Ainda de acordo com o diplomata, o idioma é encontrado no Afeganistão, Paquistão, Irã e Alemanha. “A língua cazaque foi formada durante os séculos XIV-XVII e fez parte das tribos turcomanas, ou também chamadas de túrquicas, ou até turcas que percorriam o território do Cazaquistão na era do colapso da Horda Dourada. Assim, a literatura cazaque antiga tem como base as tradições literárias dos antigos turcos. Já a língua cazaque moderna originou-se na segunda metade do século XIX. Poetas e educadores importantes como Abai Qunanbayuly e Ibrahim Altynsarin tiveram papel relevante em suas origens. Durante séculos, a escrita cazaque usou diferentes alfabetos: o latim, o árabe e o cirílico”.
Conforme o professor Américo, o legado de Baitursynuly é imenso e sua obra colossal tem importância histórica equivalente a outros pensadores europeus, principalmente em questões referentes à preservação da cultura e da identidade nacional. “Ahmed acreditava que é apenas possível livrar-se da escravidão colonial através do estudo. Além de fundador da língua cazaque moderna, suas contribuições literárias e obras sobre teoria literária e metodologia para ensino do idioma nacional são de fundamental importância histórica”. Para o embaixador Nussupov, Ahmed Baitursynuly é um herói nacional: “Suas obras são inestimáveis para as futuras gerações de nosso país e somos muito gratos a ele por sua grande contribuição para o desenvolvimento da língua cazaque moderna.
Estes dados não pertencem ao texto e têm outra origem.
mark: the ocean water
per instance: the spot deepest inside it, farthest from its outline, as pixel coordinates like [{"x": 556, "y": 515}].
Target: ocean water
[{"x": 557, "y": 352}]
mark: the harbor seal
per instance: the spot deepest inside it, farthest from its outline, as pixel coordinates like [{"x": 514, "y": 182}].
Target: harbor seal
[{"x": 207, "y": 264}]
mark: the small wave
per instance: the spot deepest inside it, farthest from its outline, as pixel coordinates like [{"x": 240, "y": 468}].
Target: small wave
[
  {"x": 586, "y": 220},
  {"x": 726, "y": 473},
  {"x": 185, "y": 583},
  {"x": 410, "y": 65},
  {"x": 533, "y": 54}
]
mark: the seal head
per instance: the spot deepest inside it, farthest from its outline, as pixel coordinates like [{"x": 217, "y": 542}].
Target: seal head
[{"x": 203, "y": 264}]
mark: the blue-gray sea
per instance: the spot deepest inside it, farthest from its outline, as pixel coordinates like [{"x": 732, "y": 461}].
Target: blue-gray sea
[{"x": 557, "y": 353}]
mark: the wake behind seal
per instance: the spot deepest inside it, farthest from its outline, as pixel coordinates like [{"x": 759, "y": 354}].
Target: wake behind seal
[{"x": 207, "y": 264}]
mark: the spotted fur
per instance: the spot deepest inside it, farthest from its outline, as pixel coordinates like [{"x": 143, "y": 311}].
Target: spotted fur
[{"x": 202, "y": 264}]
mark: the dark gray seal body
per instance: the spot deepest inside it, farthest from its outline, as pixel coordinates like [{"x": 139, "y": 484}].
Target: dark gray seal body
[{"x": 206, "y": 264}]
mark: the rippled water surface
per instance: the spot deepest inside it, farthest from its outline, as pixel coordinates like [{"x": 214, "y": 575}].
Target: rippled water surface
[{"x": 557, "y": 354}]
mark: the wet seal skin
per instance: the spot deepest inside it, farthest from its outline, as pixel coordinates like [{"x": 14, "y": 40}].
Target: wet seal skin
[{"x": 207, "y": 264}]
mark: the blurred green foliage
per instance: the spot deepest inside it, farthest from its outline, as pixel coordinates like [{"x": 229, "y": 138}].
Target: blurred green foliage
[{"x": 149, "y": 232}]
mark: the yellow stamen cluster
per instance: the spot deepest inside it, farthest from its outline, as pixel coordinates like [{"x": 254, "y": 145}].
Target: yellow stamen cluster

Ele desenvolveu os fundamentos científicos para definir a terminologia e a gramática cazaques”.




Um pouco sobre a vida de Ahmed Baitursynuly
Educador e pensador político com grande atuação em prol da independência do Cazaquistão, Ahmed Baitursynuly nasceu no ano de 1873, na região de Kostanay, em uma família muçulmana cazaque. Ele alfabetizou-se em cazaque, persa, turco e árabe. Iniciou seus estudos na Escola Russo-Cazaque Turgai e depois foi para a Escola de Professores de Orenburg, fundada pelo intelectual cazaque Ibrahim Altynsarin. Após a sua formatura, ensinou em diversas cidades do país. Segundo artigo publicado por Assel Satubaldina do Astana Times, em 1912, Baitursynuly reformou o alfabeto cazaque, excluindo todas as letras puramente árabes não usadas no idioma nacional e acrescentou letras específicas do cazaque. Ahmed ensinou em diversas escolas das aldeias cazaques. Neste período, conheceu a russa Aleksandra Ivanovna que viria a ser a sua esposa. Eles moraram em Kostanay. Depois mudaram-se para Omsk, e, posteriormente, para Karkaralinsk, onde permaneceram até 1909.
A partir do ano de 1905, o envolvimento de Baitursynuly com causas nacionais intensificou-se, a exemplo foi um dos autores da Petição Karkaraly, que defendia o fim da expropriação de terras dos cazaques, a suspensão do fluxo de imigrantes e o estabelecimento de zemstvos populares, um sistema de administração local introduzido ainda em 1864, em uma das reformas do czar Aleksandr II da Rússia. Suas críticas ao governo russo czarista fizeram com que fosse perseguido e exilado, assim como seu pai e irmãos anteriormente. Ele integrou grupos de intelectuais que buscavam a libertação nacional e foi responsável pela organização de jornais e outras publicações que, para além de educativas, tinham também a fomentação da causa nacional.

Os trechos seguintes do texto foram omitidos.